Elizabeth Connick, MD, professor, chief and fellowship program director of the Division of Infectious Diseases in the Department of Medicine at the University of Arizona College of Medicine – Tucson, was presented with the 2020 Constance B. Wofsy Women’s Health Award at the AIDS Clinical Trials Group (ACTG) virtual awards ceremony in November.
Funded by the National Institutes of Health, the ACTG conducts a wide range of studies for people living with HIV, as the largest network of expert clinical and translational investigators and therapeutic clinical trials units in the world.
Dr. Wofsy was founding chair of the ACTG Women’s Health Committee – a post Dr. Connick now holds, co-founder of the AIDS treatment program at San Francisco General Hospital in 1983 and a University of California San Francisco faculty member. She died of breast cancer at age 53 in 1996. The ACTG’S Wofsy Women’s Health Award was established in her honor in 1997, to be given annually to someone who exemplifies her mission of mentoring junior investigators, caring for HIV positive women and doing research related to the care of women and girls infected with HIV.
Dr. Connick said of the award, “It is the greatest honor of my life. Constance Wofsy was an amazing person. She was one of those people who jumped in to treat people with AIDS very early in the epidemic in San Francisco and one of the first to recognize that HIV affected women.” Interestingly, a younger Dr. Connick interviewed at UCSF with Dr. Wofsy for an infectious diseases fellowship. She didn't go there, but got good career advice, she said.
Dr. Connick, who joined the University of Arizona faculty in 2016, is an immunologist best known for her work studying lymphoid tissues. “There’s an area in the lymphoid tissue where most HIV replication is concentrated. We found that the CD8 killer T cells don’t penetrate that area well – it is a semi-immune privileged site that may be one of the barriers to controlling HIV infection,” Dr. Connick said. Dr. Connick also has investigated sex differences in HIV replication in secondary lymphoid tissues, and discovered that women had fewer virus-producing cells in their lymphoid tissues than men.
In addition, she has played a key role in clinical research on women living with HIV. She was senior author on a study that demonstrated that female sex, black race, and residence in the South were associated with HIV disease progression – underscoring the fact that social inequities rather than just biological differences play a key role in HIV-related morbidity and mortality. She has been a staunch advocate as well for improving inclusion of women in HIV clinical trials.

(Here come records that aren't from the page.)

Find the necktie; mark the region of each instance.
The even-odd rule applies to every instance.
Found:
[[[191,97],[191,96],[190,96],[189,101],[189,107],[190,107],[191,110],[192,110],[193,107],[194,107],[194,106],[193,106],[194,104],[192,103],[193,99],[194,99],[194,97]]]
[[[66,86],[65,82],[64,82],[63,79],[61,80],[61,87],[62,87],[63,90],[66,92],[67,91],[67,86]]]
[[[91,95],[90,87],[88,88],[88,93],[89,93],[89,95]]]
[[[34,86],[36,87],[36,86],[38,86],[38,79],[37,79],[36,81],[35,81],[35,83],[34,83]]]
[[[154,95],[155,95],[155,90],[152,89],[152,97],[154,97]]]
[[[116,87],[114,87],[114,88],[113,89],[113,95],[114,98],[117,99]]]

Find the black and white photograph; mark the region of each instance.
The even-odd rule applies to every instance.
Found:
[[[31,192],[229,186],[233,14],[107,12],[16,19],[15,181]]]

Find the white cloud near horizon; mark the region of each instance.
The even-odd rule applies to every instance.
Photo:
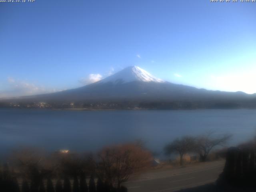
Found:
[[[173,75],[175,76],[176,77],[182,77],[182,76],[178,74],[178,73],[174,73]]]
[[[244,74],[211,75],[209,87],[216,90],[226,91],[242,91],[251,94],[256,93],[256,76],[253,71]]]
[[[43,86],[12,77],[8,77],[7,82],[7,89],[0,91],[0,98],[27,96],[57,91],[54,89],[47,89]]]
[[[102,76],[100,74],[89,74],[86,77],[81,78],[79,82],[84,85],[88,85],[100,81],[102,79]]]

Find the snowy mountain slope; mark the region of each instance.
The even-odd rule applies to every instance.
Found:
[[[147,71],[137,66],[127,67],[99,82],[102,83],[111,82],[116,84],[128,83],[134,81],[157,83],[165,82],[163,80],[156,78]]]
[[[174,84],[154,77],[136,66],[127,67],[100,81],[83,87],[11,100],[14,101],[55,104],[153,101],[162,102],[163,106],[170,102],[193,102],[196,103],[195,105],[197,107],[202,108],[212,107],[209,106],[209,103],[211,104],[211,106],[220,103],[228,106],[232,103],[232,106],[241,106],[243,103],[247,107],[250,106],[250,104],[255,103],[256,107],[256,95],[210,91]]]

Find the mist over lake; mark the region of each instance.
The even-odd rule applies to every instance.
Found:
[[[256,135],[256,110],[76,111],[0,109],[1,156],[22,146],[50,151],[95,152],[104,146],[141,139],[162,153],[178,137],[210,129],[232,133],[228,145]],[[218,135],[216,135],[218,136]]]

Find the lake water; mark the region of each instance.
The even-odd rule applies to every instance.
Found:
[[[177,137],[213,129],[233,145],[256,135],[256,110],[71,111],[0,109],[1,154],[22,146],[95,151],[142,139],[154,152]]]

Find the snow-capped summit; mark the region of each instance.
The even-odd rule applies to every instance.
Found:
[[[112,82],[115,84],[124,83],[134,81],[164,83],[165,81],[156,78],[148,72],[137,66],[127,67],[117,73],[108,77],[99,82]]]

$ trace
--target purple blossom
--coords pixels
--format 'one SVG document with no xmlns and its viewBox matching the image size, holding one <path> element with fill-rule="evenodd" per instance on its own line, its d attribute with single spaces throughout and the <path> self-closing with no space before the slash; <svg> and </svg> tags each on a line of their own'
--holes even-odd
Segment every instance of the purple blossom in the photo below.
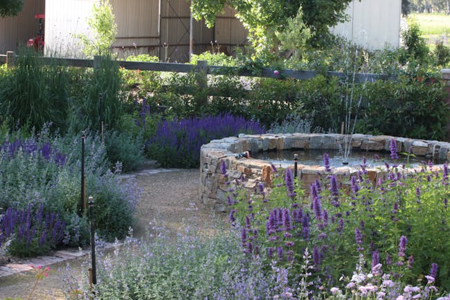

Even today, despite NIH rules and Food and Drug Administration regulations, women still are sometimes left out of clinical trials. “The most egregious recent example of this,” according to Dr. Connick, “was Gilead’s trial of the antiviral drugs emtricitabine/tenofovir alafenamide for pre-exposure prophylaxis (PrEP) to prevent HIV infection that excluded women. As a consequence the FDA approved the drug for PrEP only for men in 2019. People in the field were extremely disturbed that Gilead had excluded women, thereby preventing their access to a much needed therapy.”
Dr. Connick has served on multiple national committees related to HIV care and research including as chair of the NIH’s AIDS Immunology and Pathogenesis study section, as a member of the Office of AIDS Research Advisory Council at the NIH, and a member of the FDA’s Antiviral Drug Advisory Committee. Her laboratory has received sustained NIH funding for the past 22 years.
Dr. Connick also is a fellow of the Infectious Diseases Society of America and scientific advisory board member of the WRI – Women’s Research Initiative on HIV/AIDS, which is funded by the Well Project whose mission is to change the course of the HIV/AIDS pandemic through a unique and comprehensive focus on women and girls.
She also serves on multiple editorial boards including for the Journal of AIDS, Healio Infectious Disease News and Journal of the International AIDS Society.
Dr. Connick earned her medical degree from Harvard Medical School, did her residency training at New York City’s Columbia Presbyterian Hospital and her fellowship training in infectious diseases at the University of Colorado Denver, where she was on the faculty for more than two decades before coming to the University of Arizona.
Dr. Connick said she was drawn to Tucson in part due to the robust HIV/AIDS clinical care program offered through the UArizona Petersen HIV Clinics, now in their fourth decade. She credited the clinics’ medical director and prior division chief Stephen Klotz, MD, and Lori Fantry, MD, MPH, HIV translational research director and medical director of the Arizona AIDS Education and Training Center (AETC), along with the clinics’ staff, with having continued that tradition. The Petersen HIV Clinics and Arizona AETC were awarded the Peter Likins Program Inclusive Excellence Awards this past summer by the University of Arizona Office of Diversity and Inclusion. Both are federally funded through the Health Resources and Services Administration, a unit of the U.S. Department of Health and Human Services.